Taino – The First People

A History on the Taino – The First People

There are different theories on the migration patterns of the first people who settled on the islands of the Caribbean such as Puerto Rico. Archeologists tell us that the first people set foot on Puerto Rico about 4,000 years ago. These people were nomadic hunters and gatherers. Sometime later around 120 AD a people known today as the Saladoids, arrived to Puerto Rico from South America. Particularly, we know this from carbon dating and the style of their poetry. Therefore, found from the Amazon basin to as far north as Puerto Rico.

So our Salidoid ancestors had a south to north migration until they reached Puerto Rico.  North of Puerto Rico, Salidoid pottery is not found. Then around 600 AD, a new culture appeared in Puerto Rico that archeologists call the Ostionoid culture. Similar pottery is found in Florida to Mobile Bay, Alabama having the same incised designs found in Puerto Rico.  This tells us that our Ostionoid ancestors had a north to south migration.  It is these cultures that merged into the Taino culture.  Hence our motto “Where the Eagle and the Condor meet.”  

Taino the First People: Where the Eagle and the Condor Meet

There are no eagles or condors in Puerto Rico but they represent our Taino ancestors’ migrations.  The eagle represents the migration from the north and the condor represents the migration from the south.  The Saladoids arrived first to Puerto Rico out of the Amazon where we find the Arawak people. Hence why our native language Taino has a strong Arawak influence.  However, everything changed drastically for our Taino ancestors in 1492 when Christopher Columbus arrived to the Caribbean and made slaves out of our ancestors to mine gold for them. 

Invasion of Puerto Rico

After 500 years of Spanish colonization in Puerto Rico the Taino people suffered. Many decimated by cruelty and European disease.  Much of the Taino language and culture therefore lost as well.

In 1542, Spain freed what Tainos in Puerto Rico had survived enslavement. Allowed to live separately from the Spaniards, these surviving Tainos did so. The Taino lived in an area of Puerto Rico’s central mountain range known as the “Indiera.”

In 1797, Spain conducted a census in Puerto Rico. The census identified 2,312 pure-blooded Indians.  So we still had surviving Tainos into the 19th Century until the governor of Puerto Rico, Toribio Montes made changes. Toribio Montes committed paper genocide by proclamation in 1808, declaring that there were no more Indians in Puerto Rico.  However, vital statistics continued identifying some Puerto Ricans as Indian and Mestizo. 
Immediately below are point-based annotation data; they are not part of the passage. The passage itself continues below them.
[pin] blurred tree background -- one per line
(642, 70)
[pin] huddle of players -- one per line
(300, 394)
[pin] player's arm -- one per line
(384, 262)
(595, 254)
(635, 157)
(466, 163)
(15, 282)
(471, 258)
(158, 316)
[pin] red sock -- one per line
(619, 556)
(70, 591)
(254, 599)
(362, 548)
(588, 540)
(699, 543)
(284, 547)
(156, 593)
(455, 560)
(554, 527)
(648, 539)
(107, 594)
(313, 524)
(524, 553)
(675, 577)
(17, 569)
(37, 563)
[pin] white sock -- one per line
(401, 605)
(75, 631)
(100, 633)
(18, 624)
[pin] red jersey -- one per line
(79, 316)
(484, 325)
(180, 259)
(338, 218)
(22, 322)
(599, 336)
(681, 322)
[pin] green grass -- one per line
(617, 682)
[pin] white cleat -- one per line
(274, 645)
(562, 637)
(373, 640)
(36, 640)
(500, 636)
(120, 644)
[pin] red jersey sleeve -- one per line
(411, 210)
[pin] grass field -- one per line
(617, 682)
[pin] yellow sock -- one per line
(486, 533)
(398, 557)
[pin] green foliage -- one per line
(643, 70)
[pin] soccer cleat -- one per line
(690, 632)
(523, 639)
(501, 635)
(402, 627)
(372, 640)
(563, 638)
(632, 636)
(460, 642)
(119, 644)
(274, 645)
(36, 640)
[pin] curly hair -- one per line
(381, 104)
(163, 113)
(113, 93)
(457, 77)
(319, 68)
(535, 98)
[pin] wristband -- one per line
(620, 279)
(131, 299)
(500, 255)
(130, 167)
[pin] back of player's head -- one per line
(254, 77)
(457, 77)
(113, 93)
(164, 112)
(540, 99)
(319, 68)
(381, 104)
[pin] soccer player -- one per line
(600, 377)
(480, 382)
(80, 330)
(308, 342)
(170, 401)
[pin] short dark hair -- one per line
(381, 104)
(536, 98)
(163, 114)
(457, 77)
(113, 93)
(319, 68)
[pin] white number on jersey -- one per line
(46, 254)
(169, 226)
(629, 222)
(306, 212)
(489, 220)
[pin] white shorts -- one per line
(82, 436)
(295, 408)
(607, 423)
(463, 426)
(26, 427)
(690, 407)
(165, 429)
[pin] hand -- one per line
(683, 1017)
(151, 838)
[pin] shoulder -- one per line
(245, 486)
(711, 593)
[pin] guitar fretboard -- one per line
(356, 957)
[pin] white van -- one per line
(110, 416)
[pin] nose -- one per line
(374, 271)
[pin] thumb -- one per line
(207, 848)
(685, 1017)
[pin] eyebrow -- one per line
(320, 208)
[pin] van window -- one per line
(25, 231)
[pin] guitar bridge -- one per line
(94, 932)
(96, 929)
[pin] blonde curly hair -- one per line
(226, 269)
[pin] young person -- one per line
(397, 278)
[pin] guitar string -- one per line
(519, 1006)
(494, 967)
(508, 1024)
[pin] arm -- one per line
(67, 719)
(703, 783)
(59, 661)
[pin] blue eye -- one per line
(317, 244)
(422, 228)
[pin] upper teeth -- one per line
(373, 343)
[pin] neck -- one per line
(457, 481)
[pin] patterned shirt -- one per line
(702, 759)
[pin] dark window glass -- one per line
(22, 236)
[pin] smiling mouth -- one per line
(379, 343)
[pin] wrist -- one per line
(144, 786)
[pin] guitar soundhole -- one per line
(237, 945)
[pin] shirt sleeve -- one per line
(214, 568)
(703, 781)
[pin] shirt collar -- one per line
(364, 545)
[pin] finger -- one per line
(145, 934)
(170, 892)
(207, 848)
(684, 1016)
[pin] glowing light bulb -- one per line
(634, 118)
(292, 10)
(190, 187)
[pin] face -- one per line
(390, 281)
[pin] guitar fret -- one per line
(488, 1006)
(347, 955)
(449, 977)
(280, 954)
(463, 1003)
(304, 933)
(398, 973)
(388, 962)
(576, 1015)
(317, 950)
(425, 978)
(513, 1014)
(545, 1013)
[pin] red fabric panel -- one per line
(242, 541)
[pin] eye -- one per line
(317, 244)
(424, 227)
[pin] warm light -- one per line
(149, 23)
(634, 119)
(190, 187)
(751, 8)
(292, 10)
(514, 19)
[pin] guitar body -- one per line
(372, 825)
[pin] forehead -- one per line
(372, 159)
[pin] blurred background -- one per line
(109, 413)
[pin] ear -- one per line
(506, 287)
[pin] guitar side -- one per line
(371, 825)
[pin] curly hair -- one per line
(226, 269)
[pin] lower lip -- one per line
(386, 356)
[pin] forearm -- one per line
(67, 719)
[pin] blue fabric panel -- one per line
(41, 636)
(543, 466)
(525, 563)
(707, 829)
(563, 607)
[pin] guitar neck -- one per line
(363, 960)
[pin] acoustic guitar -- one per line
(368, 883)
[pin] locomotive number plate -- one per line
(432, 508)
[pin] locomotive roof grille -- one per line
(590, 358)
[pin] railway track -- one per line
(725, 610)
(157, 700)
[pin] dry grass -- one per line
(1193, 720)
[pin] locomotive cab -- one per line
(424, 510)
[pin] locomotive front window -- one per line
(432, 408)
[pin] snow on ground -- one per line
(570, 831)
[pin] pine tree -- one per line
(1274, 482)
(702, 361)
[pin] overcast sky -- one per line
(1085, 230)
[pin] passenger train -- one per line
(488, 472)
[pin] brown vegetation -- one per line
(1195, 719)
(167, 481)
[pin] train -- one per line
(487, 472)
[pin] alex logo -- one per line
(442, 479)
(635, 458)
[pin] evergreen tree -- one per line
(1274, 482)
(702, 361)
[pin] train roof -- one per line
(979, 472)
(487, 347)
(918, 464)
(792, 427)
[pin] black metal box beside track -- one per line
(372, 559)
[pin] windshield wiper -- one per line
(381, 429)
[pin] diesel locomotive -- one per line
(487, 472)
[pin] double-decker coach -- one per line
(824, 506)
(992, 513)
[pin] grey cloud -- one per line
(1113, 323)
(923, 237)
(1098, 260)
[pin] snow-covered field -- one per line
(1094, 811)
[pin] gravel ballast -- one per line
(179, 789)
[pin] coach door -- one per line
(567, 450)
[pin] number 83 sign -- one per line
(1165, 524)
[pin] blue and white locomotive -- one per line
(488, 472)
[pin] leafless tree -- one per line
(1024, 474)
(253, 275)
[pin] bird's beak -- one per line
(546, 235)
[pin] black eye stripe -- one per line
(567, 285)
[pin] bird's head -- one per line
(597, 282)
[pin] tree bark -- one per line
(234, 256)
Moreover, a militia document discovered in the General Archives of Puerto Rico from 1817, lists the names of 382 Indian soldiers from San German.  Additionally, the US Army documented in their Report of the Census of Puerto Rico, 1899, seeing aboriginal people with the same characteristics as Indians from Southwest United States.  These Indian people were seen in the vicinity of San German, Las Marias, and Añasco.  Vital statistics throughout the first half of the 20th Century would continue identifying some Puerto Ricans as Indian and Mestizo.

The First Areyto

In 1992, a Taino group known as “Movimiento Indigena Taino International” along with several representatives from various tribes in the United States, held the first Areyto (POWWOW) in Puerto Rico after 500 years.  This Areyto was held at the Luis Muñoz International Airport, which was sponsored by the federal government.  At the time Paramount Chief Richard Porrata was the Taino ambassador under Chief Rosa Morales who started the group.  Descendants of Puerto Rico’s First Nation derives from this group and continues to proudly carry on our Taino legacy.